Stevenson and Stackhouse have kept in touch over the years, but have only seen each other once since the Mojo 6 when Stackhouse was taking a visit to Stanford as a high school junior.
“Seeing Mariah now play as a professional shows what a great sport golf really is,” said Stephenson. “It’s great to see her growth from when she was young to where she is today to where you know she is going to end up.”
While Anna Nordqvist won the Mojo 6, Stackhouse won in her own right because she got to rub elbows with the creme of the crop.
“Very rarely are exceptions given out to high school players and the Mojo 6 allowed me to look at the best players’ games up close,” said Stackhouse. “To just be around them and to see that they are real people too was important. Getting to play against professionals humanized them for me and made the dream more real.”
Stephenson is still involved in the game of golf and hopes to reconnect with the LPGA in the near future. One of the partners in her firm passed away from a rare form of Bile Duct Cancer. After a round of golf, he went for a physical and doctors found the cancer and told him he had only six weeks to live.
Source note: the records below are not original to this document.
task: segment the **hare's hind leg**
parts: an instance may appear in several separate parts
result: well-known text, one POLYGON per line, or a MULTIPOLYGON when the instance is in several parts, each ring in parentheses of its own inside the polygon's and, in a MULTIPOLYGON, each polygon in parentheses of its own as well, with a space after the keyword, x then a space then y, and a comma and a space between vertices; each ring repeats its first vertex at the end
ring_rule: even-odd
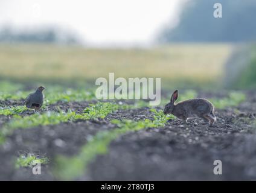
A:
POLYGON ((210 127, 213 126, 213 124, 214 124, 215 121, 216 121, 216 118, 215 117, 215 116, 213 116, 211 115, 206 114, 203 115, 203 116, 208 120, 208 122, 210 122, 210 127))

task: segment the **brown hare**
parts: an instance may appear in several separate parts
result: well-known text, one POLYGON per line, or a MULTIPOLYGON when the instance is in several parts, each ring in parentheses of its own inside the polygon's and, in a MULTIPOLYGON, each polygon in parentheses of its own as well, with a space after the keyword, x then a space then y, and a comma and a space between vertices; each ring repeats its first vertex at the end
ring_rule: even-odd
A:
POLYGON ((199 118, 213 126, 216 121, 214 107, 213 104, 205 98, 193 98, 174 104, 178 98, 178 90, 175 90, 171 101, 164 107, 164 114, 171 113, 179 119, 186 121, 188 118, 199 118))

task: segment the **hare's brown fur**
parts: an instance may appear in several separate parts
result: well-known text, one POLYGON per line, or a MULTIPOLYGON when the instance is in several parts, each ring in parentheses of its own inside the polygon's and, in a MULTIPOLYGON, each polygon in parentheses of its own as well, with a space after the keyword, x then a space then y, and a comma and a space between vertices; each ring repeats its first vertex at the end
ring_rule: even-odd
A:
POLYGON ((188 118, 199 118, 210 123, 212 126, 216 121, 213 104, 205 98, 193 98, 174 104, 178 98, 178 90, 175 90, 171 100, 164 110, 165 114, 171 113, 179 119, 187 121, 188 118))

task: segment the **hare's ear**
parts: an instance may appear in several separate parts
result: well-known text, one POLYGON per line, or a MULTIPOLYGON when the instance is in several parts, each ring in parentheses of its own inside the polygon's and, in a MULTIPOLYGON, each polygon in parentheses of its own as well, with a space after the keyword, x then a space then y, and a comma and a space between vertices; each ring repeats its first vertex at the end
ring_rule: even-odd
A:
POLYGON ((173 94, 171 95, 171 103, 174 103, 174 101, 178 98, 178 90, 176 90, 174 92, 173 92, 173 94))

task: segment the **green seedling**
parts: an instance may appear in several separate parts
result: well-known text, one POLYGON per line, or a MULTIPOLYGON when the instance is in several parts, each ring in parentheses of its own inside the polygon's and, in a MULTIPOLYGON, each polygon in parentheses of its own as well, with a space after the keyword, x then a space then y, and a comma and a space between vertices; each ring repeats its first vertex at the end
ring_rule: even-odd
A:
POLYGON ((37 157, 31 154, 28 154, 27 156, 22 154, 17 158, 15 162, 15 168, 18 169, 21 167, 32 168, 37 163, 47 164, 48 162, 48 158, 45 157, 37 157))
POLYGON ((152 110, 155 113, 154 120, 149 119, 138 122, 132 120, 120 121, 114 119, 112 124, 117 128, 110 131, 99 131, 86 144, 81 148, 79 154, 73 157, 57 156, 56 157, 56 168, 54 174, 61 180, 73 180, 86 171, 88 164, 94 160, 97 156, 106 154, 112 141, 128 132, 139 131, 145 128, 163 127, 168 120, 162 111, 152 110))

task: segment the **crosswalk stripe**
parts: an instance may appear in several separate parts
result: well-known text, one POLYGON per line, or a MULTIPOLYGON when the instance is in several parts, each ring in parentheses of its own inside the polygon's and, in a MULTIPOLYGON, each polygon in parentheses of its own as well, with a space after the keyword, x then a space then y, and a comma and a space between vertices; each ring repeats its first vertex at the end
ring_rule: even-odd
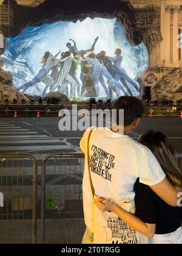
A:
POLYGON ((25 138, 49 138, 47 135, 33 135, 33 137, 32 137, 32 135, 10 135, 8 137, 5 136, 1 136, 0 135, 0 140, 8 140, 8 139, 21 139, 24 140, 25 138))
MULTIPOLYGON (((8 135, 8 134, 12 134, 12 133, 16 134, 16 135, 18 135, 18 134, 21 135, 21 134, 20 132, 13 132, 13 131, 12 131, 12 132, 11 132, 11 133, 10 133, 10 132, 1 132, 1 134, 4 134, 4 135, 8 135)), ((24 135, 24 134, 38 134, 38 133, 36 132, 23 132, 23 133, 24 134, 22 134, 22 135, 24 135)))
POLYGON ((6 140, 8 139, 24 140, 24 139, 27 139, 27 138, 33 140, 35 138, 40 138, 40 139, 49 138, 49 137, 47 135, 33 135, 33 137, 32 137, 32 135, 10 135, 8 137, 0 136, 0 140, 6 140))
MULTIPOLYGON (((29 144, 29 143, 60 143, 61 140, 55 140, 55 139, 52 139, 52 140, 5 140, 5 141, 2 141, 0 140, 0 144, 29 144)), ((44 146, 44 145, 42 145, 44 146)))
POLYGON ((17 127, 16 126, 14 126, 13 124, 0 124, 0 127, 17 127))
MULTIPOLYGON (((64 150, 72 149, 72 147, 67 145, 54 145, 54 146, 7 146, 4 148, 5 151, 53 151, 53 150, 64 150)), ((2 151, 1 150, 1 151, 2 151)))
POLYGON ((8 131, 10 131, 10 132, 13 132, 13 131, 15 131, 15 132, 28 132, 29 130, 27 130, 27 129, 18 129, 18 128, 12 128, 12 129, 1 129, 0 128, 0 133, 1 132, 5 132, 5 131, 7 131, 7 132, 8 132, 8 131))

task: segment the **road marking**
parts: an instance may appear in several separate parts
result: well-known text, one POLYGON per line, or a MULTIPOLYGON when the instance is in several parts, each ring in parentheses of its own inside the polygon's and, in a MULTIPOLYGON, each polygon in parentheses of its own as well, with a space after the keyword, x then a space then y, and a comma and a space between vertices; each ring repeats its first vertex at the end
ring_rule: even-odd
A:
MULTIPOLYGON (((9 132, 1 132, 1 134, 4 134, 4 135, 8 135, 8 134, 12 134, 12 133, 16 134, 16 135, 18 135, 18 134, 21 135, 20 132, 13 132, 13 131, 12 131, 12 132, 11 132, 11 133, 10 133, 9 132)), ((38 132, 23 132, 23 133, 24 134, 38 134, 38 132)), ((22 134, 22 135, 24 135, 24 134, 22 134)))
POLYGON ((43 138, 49 138, 49 137, 48 137, 48 136, 47 135, 33 135, 33 137, 32 137, 32 135, 10 135, 10 136, 7 136, 7 137, 5 137, 5 136, 0 136, 0 140, 8 140, 10 138, 12 139, 26 139, 26 138, 32 138, 32 140, 35 139, 35 138, 40 138, 40 139, 43 139, 43 138))
POLYGON ((53 150, 63 150, 63 149, 72 149, 73 148, 70 146, 67 145, 52 145, 52 146, 7 146, 4 149, 4 151, 53 151, 53 150))
MULTIPOLYGON (((12 146, 13 145, 13 144, 32 144, 32 143, 60 143, 61 142, 62 143, 62 141, 61 141, 61 140, 56 140, 56 139, 54 139, 54 140, 49 140, 49 141, 47 140, 5 140, 5 141, 3 141, 3 140, 0 140, 0 144, 12 144, 12 146)), ((42 146, 44 147, 44 145, 42 145, 42 146)), ((53 145, 52 145, 53 148, 54 147, 53 145)))
POLYGON ((5 132, 5 131, 7 131, 7 132, 8 132, 8 131, 10 131, 10 132, 28 132, 29 130, 27 130, 27 129, 17 129, 17 128, 12 128, 12 129, 1 129, 0 128, 0 133, 1 132, 5 132))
“That made us more aware and we realized there were no markers for that type of cancer,” explained Stephenson. “We partnered with UCSF (University of California San Francisco), one of the leading cancer institutes in the country, to not only help find a cure for that cancer, but to find indicators.”
Realizing that more needed to be done to help educate people on their basic health issues before it is too late, Stephenson and Moses created Proactive Health Labs (phlabs.org) – a non-profit entity - to help educate the public on how to be proactive about their health.
Stephenson hopes to add the LPGA to a growing list of companies and organizations nationwide that are using Proactive Health Labs to help educate their employees or clients. Given the vision she displayed in identifying Stackhouse as a high school sophomore, it’s not hard to envision PH Labs growing from its current Southern California footprint into a nationally recognized brand.